Alternatively use a MF cloth or something, or use a foam type cleaner and wipe off.

Simple.

Vikan Multibrush is excellent at cleaning tyres, I think Envy has the best price on them atm. - no need for stiff brushes when cleaning tyres, that's just silly.


----------



## alan_mcc (Oct 28, 2008)

APC and a stiff brush a couple of times, and make sure to thoroughly clean your brush before doing the next one, no point spreading mucky suds about.

just realised i've replied to this before! thought it seemed similar.. :lol:


----------



## Guest (Oct 23, 2010)

How come you use a stiff brush Alan?
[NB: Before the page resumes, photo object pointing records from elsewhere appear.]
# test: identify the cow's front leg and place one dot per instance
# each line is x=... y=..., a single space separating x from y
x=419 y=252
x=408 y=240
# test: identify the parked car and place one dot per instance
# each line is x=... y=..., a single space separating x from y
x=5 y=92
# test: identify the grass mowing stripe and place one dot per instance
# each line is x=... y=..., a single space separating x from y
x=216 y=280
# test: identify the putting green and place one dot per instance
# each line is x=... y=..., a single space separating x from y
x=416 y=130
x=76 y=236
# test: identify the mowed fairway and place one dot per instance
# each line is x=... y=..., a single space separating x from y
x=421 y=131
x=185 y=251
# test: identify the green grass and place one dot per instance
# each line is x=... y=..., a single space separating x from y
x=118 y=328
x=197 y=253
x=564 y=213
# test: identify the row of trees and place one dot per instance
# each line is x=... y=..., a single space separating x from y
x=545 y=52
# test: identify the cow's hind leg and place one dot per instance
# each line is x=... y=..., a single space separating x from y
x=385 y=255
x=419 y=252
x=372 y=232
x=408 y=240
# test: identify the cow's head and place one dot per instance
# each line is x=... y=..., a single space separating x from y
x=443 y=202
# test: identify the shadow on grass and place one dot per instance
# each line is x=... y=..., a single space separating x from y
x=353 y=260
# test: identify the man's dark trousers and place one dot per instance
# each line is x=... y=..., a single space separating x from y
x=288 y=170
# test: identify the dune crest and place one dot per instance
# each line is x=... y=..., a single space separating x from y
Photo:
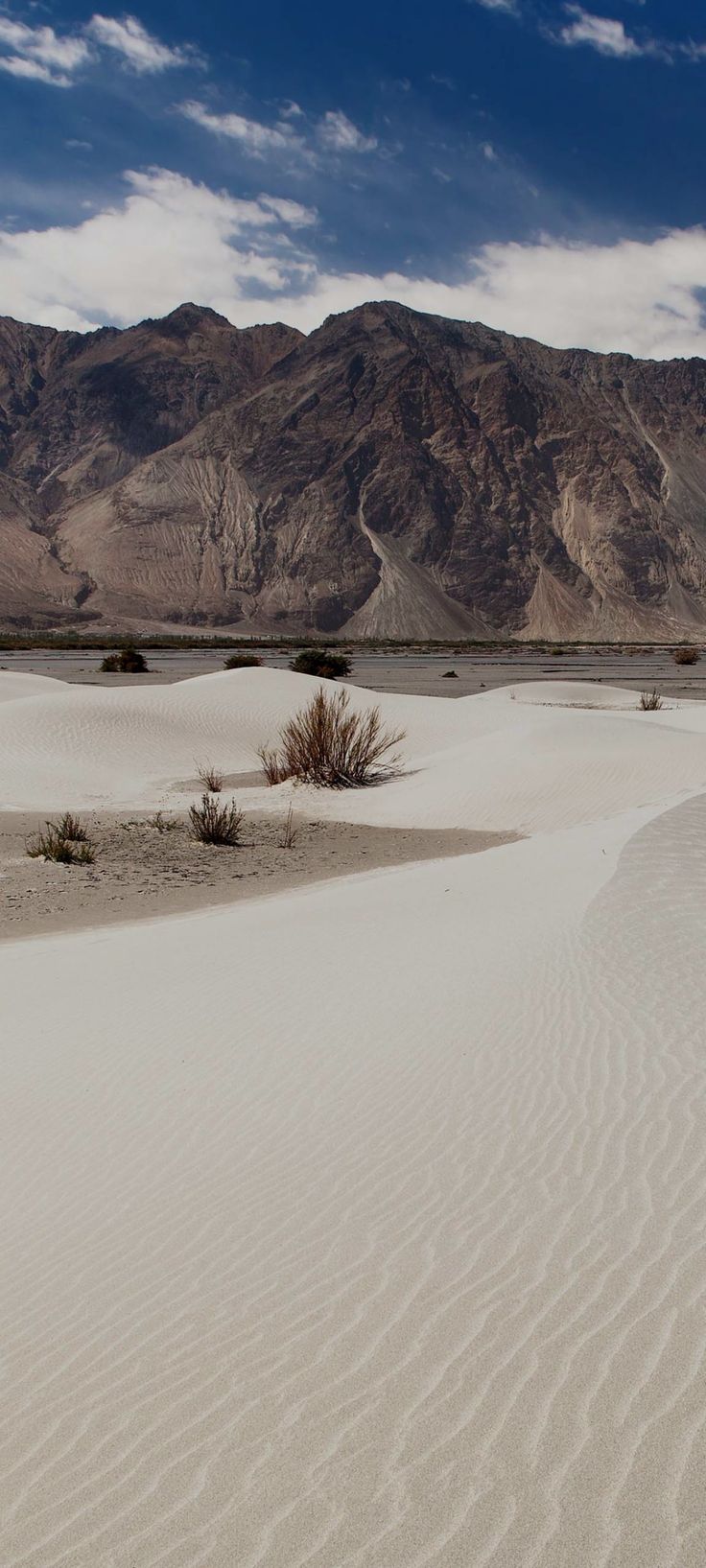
x=363 y=1224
If you have a vikan multibrush give a go with that, make sure you use a strong enough APC to get some nice brown foam on the tyre , I'd be amazed if you went back


----------



## alan_mcc (Oct 28, 2008)

G220 said:


> How come you use a stiff brush Alan? If you have a vikan multibrush give a go with that, make sure you use a strong enough APC to get some nice brown foam on the tyre , I'd be amazed if you went back


If you lived here you'd understand :lol: cars are muddy as fook.

Aye I use megs/tesco APC, it turns brown after a scrub. So rinse and repeat until it stays white.


----------



## impster (May 2, 2007)

I used to give them a scrub with an old dishwashing brush with what was left of the water and suds from the car washing bucket, allow to dry, then I'd polish them with black shoe polish!


----------